Re: [PATCH] mm/rmap: Convert from atomic_t to refcount_t on anon_vma->refcount

From: Will Deacon <will@kernel.org>
To: Andrew Morton <akpm@linux-foundation.org>,
	peterz@infradead.org, bp@alien8.de
Cc: Xiyu Yang <xiyuyang19@fudan.edu.cn>,
	Alistair Popple <apopple@nvidia.com>,
	Yang Shi <shy828301@gmail.com>,
	Shakeel Butt <shakeelb@google.com>,
	Hugh Dickins <hughd@google.com>,
	Miaohe Lin <linmiaohe@huawei.com>,
	linux-kernel@vger.kernel.org, linux-mm@kvack.org,
	yuanxzhang@fudan.edu.cn, Xin Tan <tanxin.ctf@gmail.com>,
	Will Deacon <will.deacon@arm.com>,
	Linus Torvalds <torvalds@linux-foundation.org>
Subject: Re: [PATCH] mm/rmap: Convert from atomic_t to refcount_t on anon_vma->refcount
Date: Thu, 19 Aug 2021 14:21:32 +0100	[thread overview]
Message-ID: <20210819132131.GA15779@willie-the-truck> (raw)
In-Reply-To: <20210720160127.ac5e76d1e03a374b46f25077@linux-foundation.org>

[+Peter and Boris]

Sorry for not responding sooner; I looked at this and couldn't see a way
to improve it at first, but then I had an idea the other day.

On Tue, Jul 20, 2021 at 04:01:27PM -0700, Andrew Morton wrote:
> On Mon, 19 Jul 2021 11:23:35 +0800 Xiyu Yang <xiyuyang19@fudan.edu.cn> wrote:
> 
> > refcount_t type and corresponding API can protect refcounters from
> > accidental underflow and overflow and further use-after-free situations.
> 
> Grumble.
> 
> For x86_64 defconfig this takes rmap.o text size from 13226 bytes to
> 13622.
> 
> For x86_64 allmodconfig this takes rmap.o text size from 66576 bytes to
> 67858.
> 
> I didn't check which config option is making the bloat so much worse,
> but this really is quite bad.  We bust a gut to make savings which are
> 1% the size of this!  Is the refcount_t really so much better than a
> bare atomic_t that this impact is justified?

I think so: the saturation semantics have been shown to mitigate attacks
that rely on over/underflow so it's a good security feature.
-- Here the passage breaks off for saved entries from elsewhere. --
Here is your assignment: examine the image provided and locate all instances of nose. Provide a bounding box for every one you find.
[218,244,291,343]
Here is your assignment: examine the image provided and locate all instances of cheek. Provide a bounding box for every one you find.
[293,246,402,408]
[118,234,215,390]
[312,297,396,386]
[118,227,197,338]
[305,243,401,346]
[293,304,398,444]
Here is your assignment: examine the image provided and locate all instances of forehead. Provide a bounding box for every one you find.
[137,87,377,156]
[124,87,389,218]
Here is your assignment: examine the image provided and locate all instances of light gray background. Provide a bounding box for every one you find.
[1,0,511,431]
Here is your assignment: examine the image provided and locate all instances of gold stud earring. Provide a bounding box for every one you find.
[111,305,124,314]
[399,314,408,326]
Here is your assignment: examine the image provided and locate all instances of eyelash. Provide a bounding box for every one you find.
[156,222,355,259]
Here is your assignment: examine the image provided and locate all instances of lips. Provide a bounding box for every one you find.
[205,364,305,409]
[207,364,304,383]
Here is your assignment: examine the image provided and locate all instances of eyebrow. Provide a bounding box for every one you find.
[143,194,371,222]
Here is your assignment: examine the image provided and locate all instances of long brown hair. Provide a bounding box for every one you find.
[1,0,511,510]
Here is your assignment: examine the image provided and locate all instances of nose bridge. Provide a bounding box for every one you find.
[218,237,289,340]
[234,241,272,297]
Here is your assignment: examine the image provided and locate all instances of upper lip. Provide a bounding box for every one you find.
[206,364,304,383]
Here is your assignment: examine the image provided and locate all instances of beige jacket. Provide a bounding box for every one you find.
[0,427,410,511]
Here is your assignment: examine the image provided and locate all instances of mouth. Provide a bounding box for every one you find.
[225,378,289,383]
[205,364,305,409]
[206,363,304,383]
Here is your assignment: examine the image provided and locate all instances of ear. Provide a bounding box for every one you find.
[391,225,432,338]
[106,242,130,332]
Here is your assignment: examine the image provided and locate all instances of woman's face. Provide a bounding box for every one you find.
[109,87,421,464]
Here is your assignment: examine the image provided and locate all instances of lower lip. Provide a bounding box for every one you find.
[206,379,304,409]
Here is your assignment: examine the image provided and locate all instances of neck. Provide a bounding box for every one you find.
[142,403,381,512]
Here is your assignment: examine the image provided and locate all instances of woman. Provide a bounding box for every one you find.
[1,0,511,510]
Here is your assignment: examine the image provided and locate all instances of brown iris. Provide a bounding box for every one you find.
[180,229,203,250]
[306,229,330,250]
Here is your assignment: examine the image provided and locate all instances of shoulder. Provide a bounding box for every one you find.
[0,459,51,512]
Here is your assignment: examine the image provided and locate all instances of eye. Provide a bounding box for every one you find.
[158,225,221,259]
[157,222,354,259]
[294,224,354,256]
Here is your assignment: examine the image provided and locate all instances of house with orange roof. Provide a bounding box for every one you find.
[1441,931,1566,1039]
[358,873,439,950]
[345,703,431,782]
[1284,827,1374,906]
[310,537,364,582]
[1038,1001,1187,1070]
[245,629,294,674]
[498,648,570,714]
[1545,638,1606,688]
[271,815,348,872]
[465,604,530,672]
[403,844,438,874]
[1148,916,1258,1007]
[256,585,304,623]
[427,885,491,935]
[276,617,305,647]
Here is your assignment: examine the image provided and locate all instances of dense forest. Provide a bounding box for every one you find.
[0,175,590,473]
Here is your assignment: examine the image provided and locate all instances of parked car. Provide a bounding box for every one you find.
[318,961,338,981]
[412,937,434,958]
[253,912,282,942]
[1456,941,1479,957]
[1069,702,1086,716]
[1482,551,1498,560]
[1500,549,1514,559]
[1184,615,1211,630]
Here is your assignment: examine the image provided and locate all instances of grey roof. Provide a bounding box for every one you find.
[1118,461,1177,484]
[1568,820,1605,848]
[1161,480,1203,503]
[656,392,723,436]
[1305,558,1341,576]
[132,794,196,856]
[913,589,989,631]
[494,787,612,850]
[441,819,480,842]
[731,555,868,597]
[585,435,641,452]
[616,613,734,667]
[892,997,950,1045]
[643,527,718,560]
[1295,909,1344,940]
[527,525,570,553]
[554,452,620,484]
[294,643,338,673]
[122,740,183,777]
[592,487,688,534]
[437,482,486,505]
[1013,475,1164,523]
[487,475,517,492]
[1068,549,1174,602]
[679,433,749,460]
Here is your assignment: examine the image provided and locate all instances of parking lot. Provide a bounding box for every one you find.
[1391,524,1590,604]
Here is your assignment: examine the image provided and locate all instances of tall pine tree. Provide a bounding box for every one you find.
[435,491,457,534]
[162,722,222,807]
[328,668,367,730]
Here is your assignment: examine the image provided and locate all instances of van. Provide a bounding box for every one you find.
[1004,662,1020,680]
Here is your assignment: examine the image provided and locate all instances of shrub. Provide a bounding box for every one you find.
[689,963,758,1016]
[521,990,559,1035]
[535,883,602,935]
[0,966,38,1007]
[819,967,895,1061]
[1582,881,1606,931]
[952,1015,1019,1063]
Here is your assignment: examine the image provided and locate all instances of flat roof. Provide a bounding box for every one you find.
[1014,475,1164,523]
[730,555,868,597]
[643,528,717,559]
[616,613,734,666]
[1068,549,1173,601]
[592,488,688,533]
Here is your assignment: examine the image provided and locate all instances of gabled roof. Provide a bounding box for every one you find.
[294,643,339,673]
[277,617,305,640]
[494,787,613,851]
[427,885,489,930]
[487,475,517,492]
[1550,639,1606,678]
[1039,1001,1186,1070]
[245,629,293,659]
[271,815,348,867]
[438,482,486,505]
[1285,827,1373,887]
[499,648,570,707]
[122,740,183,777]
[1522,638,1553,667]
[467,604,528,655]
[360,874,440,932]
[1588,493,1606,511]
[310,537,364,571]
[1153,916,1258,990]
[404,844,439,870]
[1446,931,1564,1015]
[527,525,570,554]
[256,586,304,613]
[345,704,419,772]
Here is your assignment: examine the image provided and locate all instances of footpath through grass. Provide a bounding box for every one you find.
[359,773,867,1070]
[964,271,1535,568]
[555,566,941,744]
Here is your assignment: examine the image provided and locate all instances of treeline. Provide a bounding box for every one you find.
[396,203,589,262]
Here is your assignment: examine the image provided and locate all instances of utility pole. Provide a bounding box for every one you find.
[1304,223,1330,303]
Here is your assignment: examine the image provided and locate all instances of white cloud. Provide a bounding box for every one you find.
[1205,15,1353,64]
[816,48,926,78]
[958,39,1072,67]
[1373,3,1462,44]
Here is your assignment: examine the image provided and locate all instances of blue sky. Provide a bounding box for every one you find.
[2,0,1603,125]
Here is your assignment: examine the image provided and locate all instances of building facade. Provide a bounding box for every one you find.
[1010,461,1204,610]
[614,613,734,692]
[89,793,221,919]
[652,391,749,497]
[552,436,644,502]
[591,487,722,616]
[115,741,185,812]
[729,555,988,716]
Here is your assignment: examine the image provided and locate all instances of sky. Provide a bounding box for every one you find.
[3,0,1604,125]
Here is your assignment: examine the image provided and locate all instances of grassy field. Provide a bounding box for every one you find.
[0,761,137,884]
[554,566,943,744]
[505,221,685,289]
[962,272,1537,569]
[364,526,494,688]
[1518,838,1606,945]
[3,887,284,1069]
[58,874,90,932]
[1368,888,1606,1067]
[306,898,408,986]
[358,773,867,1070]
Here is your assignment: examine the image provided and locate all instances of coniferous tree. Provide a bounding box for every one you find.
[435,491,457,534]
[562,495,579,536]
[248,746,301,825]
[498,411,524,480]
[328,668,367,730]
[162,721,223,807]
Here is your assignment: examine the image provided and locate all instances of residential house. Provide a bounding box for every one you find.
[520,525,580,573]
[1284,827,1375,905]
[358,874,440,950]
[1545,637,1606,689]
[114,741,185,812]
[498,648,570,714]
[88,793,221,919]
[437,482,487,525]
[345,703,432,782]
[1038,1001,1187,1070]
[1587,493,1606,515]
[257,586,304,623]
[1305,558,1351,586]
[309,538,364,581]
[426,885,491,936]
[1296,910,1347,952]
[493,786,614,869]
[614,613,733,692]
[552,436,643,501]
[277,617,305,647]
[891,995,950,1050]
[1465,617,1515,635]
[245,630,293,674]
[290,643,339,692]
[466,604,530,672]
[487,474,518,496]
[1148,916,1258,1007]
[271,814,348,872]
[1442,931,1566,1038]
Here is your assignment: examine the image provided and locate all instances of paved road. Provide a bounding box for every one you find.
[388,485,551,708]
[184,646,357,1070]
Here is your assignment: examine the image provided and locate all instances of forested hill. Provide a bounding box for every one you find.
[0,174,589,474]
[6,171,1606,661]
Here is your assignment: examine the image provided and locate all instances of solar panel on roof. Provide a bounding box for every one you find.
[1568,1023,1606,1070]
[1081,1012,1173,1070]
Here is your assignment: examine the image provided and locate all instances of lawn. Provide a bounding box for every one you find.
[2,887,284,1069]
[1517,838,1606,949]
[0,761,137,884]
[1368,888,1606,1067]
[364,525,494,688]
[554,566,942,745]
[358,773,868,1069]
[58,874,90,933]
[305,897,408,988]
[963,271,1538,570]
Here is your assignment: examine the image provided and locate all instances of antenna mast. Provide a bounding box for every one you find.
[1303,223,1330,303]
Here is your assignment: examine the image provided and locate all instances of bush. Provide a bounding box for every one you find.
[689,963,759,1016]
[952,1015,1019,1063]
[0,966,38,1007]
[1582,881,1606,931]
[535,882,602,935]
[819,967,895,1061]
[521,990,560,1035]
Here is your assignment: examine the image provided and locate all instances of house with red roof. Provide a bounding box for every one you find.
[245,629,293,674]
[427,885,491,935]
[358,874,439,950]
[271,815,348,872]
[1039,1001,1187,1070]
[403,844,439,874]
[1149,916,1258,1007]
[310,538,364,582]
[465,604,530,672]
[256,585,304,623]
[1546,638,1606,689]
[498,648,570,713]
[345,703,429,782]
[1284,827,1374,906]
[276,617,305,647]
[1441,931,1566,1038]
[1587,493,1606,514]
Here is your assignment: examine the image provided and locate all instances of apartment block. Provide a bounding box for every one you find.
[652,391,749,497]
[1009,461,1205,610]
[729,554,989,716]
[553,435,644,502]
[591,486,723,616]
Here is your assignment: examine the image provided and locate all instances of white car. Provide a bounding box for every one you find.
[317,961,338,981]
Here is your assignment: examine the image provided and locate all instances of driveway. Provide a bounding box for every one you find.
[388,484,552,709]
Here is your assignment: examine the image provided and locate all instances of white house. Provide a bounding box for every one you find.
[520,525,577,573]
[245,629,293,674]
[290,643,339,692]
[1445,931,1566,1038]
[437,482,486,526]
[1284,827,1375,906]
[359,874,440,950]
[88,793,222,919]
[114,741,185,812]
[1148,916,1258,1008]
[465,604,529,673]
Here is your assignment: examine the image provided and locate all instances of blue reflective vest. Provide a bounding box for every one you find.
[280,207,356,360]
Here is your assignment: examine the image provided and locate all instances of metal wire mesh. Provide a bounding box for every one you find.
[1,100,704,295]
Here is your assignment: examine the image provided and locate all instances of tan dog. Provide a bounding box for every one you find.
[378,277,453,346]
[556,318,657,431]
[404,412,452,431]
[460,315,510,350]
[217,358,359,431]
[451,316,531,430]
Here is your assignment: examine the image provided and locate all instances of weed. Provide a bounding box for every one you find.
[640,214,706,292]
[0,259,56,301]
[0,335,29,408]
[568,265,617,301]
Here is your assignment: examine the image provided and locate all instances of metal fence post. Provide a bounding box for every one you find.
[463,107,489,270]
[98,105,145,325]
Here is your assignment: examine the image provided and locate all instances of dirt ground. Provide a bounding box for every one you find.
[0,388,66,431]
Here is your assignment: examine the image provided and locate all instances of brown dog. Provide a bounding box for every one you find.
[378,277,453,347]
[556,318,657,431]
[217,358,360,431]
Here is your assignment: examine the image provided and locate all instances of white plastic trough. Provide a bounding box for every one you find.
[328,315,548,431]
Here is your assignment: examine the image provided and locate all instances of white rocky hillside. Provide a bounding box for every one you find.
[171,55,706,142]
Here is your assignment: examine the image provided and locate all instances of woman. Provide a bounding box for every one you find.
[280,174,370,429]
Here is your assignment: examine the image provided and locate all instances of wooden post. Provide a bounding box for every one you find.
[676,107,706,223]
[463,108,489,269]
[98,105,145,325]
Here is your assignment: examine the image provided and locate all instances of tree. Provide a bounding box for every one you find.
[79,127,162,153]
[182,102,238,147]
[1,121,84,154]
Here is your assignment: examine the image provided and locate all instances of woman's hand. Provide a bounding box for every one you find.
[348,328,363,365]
On top of
that, the memory ordering is what you'd expect so you don't have to worry
about adding (or missing) the necessary barriers -- there's more info about
that in Documentation/core-api/refcount-vs-atomic.rst.

> Can someone pleeeeeeze take a look at what is happening here and put
> the refcount code on a very serious diet?

I suppose the sanitisers might contribute a fair bit to the cmpxchg() loops
in the allmodconfig case, but looking at how defconfig affects mm/rmap.o the
*big* difference there seems to be due to the dec_and_test() operation:

atomic_dec_and_test() looks like:

	lock decl (%rdi)
	sete   %al
	retq

whereas refcount_dec_and_test() looks like:

	push   %r12
	mov    $0xffffffff,%eax
	lock xadd %eax,(%rdi)
	cmp    $0x1,%eax
	je     97d
	xor    %r12d,%r12d
	test   %eax,%eax
	jle    989
	mov    %r12d,%eax
	pop    %r12
	retq
	mov    $0x1,%r12d
	mov    %r12d,%eax
	pop    %r12
	retq
	mov    $0x3,%esi
	callq  993
	mov    %r12d,%eax
	pop    %r12
	retq

which is a monster by comparison!

This is because refcount_dec_and_test() wraps __refcount_sub_and_test(),
which is necessary so that we can look at the old value:

  (1) If it was equal to 1, then ensure we have acquire semantics and
      return true.

  (2) If it was < 0 or the new value written is < 0, then saturate (UAF)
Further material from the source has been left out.